In contrast to these data are the results obtained by Guarnizo-Zuccardi et al., 2007 for several cytokine gene polymorphisms in Colombian patients with SLE. They analyze the relation between the +868T/C and the +915G/C SNP in TGFB1 with the development and clinical manifestations of SLE. The authors found a strong association of SLE with the TGF-β1 codon25 C allele, associated with decreased TGF-β1 production and found lower rates of higher-producing GG genotype and a higher frequency of heterozygous genotypes in this polymorphic marker in patients with SLE. As for the +868T/C polymorphism at codon10, Guarnizo-Zuccardi et al., 2007 did not observe association between SLE and codon10 when analyzing independently, but they found a significant association when the haplotypes codon10/20 were evaluated, which could be because of the linkage disequilibrium between the two SNPs. This extended genotypic analysis revealed a lower frequency of high TGF-β1 producers – haplotype 10/25 T/T-G/G in Colombian patients with SLE. Unlike the relationship of +868T/C and +915G/C SNPs of the TGFB1 gene to disease susceptibility, they found no association between clinical features of the disease and the polymorphisms studied. As opposed to this report, Wang et al., 2007 did not find an impact of +869T/C polymorphism in TGF-β1 gene on disease susceptibility in population-based case-control study involving 196 patients with SLE and 106 healthy controls in Japan.
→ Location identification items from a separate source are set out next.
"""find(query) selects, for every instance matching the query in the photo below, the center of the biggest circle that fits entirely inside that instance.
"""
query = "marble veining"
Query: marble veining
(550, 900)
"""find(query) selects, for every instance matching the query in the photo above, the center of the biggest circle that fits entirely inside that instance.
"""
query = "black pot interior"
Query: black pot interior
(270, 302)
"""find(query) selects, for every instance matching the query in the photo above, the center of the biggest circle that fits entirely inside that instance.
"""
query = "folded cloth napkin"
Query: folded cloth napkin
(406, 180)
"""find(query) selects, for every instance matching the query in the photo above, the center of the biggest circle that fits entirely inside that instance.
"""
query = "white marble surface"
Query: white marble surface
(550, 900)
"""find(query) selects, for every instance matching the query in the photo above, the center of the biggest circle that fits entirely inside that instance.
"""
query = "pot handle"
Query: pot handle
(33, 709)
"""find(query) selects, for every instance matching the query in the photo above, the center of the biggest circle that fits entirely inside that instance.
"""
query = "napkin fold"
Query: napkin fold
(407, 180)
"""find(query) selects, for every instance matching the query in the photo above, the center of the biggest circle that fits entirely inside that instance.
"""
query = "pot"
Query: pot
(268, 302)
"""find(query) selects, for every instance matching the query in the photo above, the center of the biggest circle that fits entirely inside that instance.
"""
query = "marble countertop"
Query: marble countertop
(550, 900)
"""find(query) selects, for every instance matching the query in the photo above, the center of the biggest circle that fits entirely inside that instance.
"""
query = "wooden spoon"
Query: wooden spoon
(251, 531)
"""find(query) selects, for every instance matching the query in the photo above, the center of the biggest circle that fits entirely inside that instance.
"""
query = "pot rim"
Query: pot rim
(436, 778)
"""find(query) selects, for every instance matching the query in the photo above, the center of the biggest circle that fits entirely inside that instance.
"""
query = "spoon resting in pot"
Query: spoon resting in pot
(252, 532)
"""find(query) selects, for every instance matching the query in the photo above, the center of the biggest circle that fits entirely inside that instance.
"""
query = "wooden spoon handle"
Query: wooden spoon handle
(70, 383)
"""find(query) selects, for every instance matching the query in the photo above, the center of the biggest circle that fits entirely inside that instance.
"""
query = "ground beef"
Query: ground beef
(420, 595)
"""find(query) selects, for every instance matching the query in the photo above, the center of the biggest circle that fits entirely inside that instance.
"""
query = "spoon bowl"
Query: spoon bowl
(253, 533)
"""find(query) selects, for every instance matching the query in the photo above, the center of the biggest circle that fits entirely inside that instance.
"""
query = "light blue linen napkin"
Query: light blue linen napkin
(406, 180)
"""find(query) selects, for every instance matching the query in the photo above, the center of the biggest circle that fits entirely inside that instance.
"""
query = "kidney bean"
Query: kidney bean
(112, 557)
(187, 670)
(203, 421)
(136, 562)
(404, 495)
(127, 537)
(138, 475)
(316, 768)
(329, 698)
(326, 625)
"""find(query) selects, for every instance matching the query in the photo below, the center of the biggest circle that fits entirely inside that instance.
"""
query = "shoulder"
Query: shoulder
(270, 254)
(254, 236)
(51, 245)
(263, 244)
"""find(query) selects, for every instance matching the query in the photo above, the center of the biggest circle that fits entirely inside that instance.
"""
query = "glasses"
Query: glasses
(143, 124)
However, they found an association between +869T/C TGFB1 polymorphism and several clinical features of SLE. The carriage of TT genotype of +869T/C polymorphism which is associated with a lower serum TGF-β1 level was related to the occurrence of aseptic necrosis and higher incidence of anti-SSA/Ro antibodies in SLE patients. Consistent with the last finding, the children with the TT +869T/C genotype of TGFB1 gene have been reported to be more susceptible to anti-SSA/Ro antibody-associated congenital hear block [Clancy et al., 2003].
Systemic lupus erythematosus is a heterogeneous disease with diverse clinical manifestations that range could be due to genetic factors. In this regard, we also analyzed the effect of the -509C/T polymorphism in TGFB1 the clinical manifestations evolved in the course of the disease [Manolova et al., 2012]. The results of our study demonstrated a weak association of -509C/T polymorphism of TGFB1 with clinical manifestations of SLE. The carriage of the heterozygous genotype was associated with about 2-fold higher risk for the occurrence of hematological manifestations (OR=2.41; 95%CI: 1.10±5.32; p=0.016) and antibodies against dsDNA (OR = 2.0; 95% CI: 0.96±4.2, p = 0.045) in lupus patients, while the CC genotype is a protective factor for these events. Based on our and others data, we could assume the TGFβ1 gene polymorphisms as one of the genetic factors that explain the heterogeneity seen in SLE.